KORE is further along financially than a lot of SPAC targets. Founded in 2002, the company has 3,600 customers worldwide. For the quarter ended June 30, it had $55 million in revenue and adjusted EBITDA of $16 million.
The machine-to-machine cellular connectivity from KORE serves different verticals, with health care the largest sector. For example, during the height of the pandemic, hospitals used KORE solutions for remote glucose monitoring of COVID-infected diabetic patients.
Going public on the New York Stock Exchange will help build KORE’s brand, says Pamnani, and provide other benefits, like access to additional liquidity and capital and a public currency for acquisitions.
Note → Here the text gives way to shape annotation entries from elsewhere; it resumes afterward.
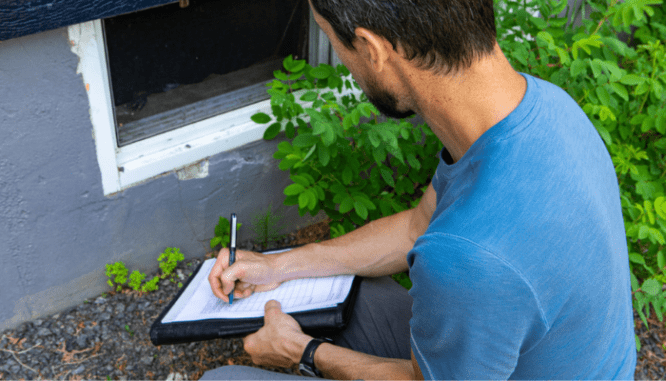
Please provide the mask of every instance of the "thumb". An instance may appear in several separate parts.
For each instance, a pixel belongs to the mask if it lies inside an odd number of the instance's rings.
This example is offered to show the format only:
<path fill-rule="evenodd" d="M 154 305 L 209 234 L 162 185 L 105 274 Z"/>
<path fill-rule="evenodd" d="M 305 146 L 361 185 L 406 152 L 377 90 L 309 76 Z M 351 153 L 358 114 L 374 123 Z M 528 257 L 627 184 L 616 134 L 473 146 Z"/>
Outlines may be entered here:
<path fill-rule="evenodd" d="M 268 318 L 269 316 L 282 313 L 282 305 L 277 300 L 269 300 L 264 305 L 264 317 Z"/>

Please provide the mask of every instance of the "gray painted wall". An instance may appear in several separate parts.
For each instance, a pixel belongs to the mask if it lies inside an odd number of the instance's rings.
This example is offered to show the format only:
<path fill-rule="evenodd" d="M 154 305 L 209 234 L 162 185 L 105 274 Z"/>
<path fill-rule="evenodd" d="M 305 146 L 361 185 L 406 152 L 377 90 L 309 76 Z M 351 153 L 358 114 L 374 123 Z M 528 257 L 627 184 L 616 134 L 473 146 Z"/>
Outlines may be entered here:
<path fill-rule="evenodd" d="M 211 157 L 206 178 L 104 197 L 77 63 L 66 28 L 0 42 L 0 330 L 107 291 L 107 263 L 155 272 L 168 246 L 204 255 L 220 215 L 237 212 L 250 238 L 289 182 L 277 142 L 255 142 Z M 285 230 L 310 222 L 285 215 Z"/>

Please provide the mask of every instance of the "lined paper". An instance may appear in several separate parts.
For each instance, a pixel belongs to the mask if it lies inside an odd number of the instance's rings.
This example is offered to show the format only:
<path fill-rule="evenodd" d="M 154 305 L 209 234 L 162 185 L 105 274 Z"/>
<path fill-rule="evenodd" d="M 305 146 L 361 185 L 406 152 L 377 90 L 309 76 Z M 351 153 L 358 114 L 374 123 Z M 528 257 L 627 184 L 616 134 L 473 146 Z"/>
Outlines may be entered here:
<path fill-rule="evenodd" d="M 234 299 L 230 305 L 218 299 L 211 290 L 208 274 L 214 264 L 215 259 L 208 259 L 202 264 L 162 323 L 263 317 L 264 305 L 269 300 L 279 301 L 285 313 L 334 307 L 345 300 L 354 281 L 353 275 L 294 279 L 282 283 L 275 290 Z"/>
In addition, with the founders rolling in 100% of their equity, they will have skin in the game, Pamnani says. Instead of illiquid, hard-to-value private company shares, they get public company stock.
The SPAC transaction, announced back in March, is expected to provide about $484 million of gross cash proceeds, assuming no redemptions by CTAC’s shareholders. It includes a $225 million (upsized from $150 million) PIPE investment by a subsidiary of Koch Industries and funds managed by BlackRock. The fully diluted pro-forma implied enterprise value of the combined company is about $1.014 billion at the $10.00 per share PIPE price.
PIPE’s usually provide a good portion of the target’s acquisition price and help build post-merger operating cash. (The initial SPAC raise rarely covers all of the merger price.)
But in late July, KORE and CTAC decided to add a buffer. They set up a “redemption backstop convertible bond” to bolster the deal’s financing and backstop any possible redemptions from the SPAC’s trust account. The backstop may be used to help satisfy “the minimum cash condition at the closing of the merger with CTAC,” KORE stated in a press release.
The backstop agreement from Fortress Credit lets KORE/CTAC borrow up to $120 million. Any notes issued as part of the facility will bear a 5.5% interest rate and a maturity of seven years. Upon the merger’s close, the notes are convertible into shares of the public company’s common stock at $12.50 per share.
“When used correctly, with the appropriate diligence, I think a SPAC is a tremendous weapon,” says Pamnani. “It can bring you to a public listing in 9 or 10 months as opposed to 18 to 24 months.”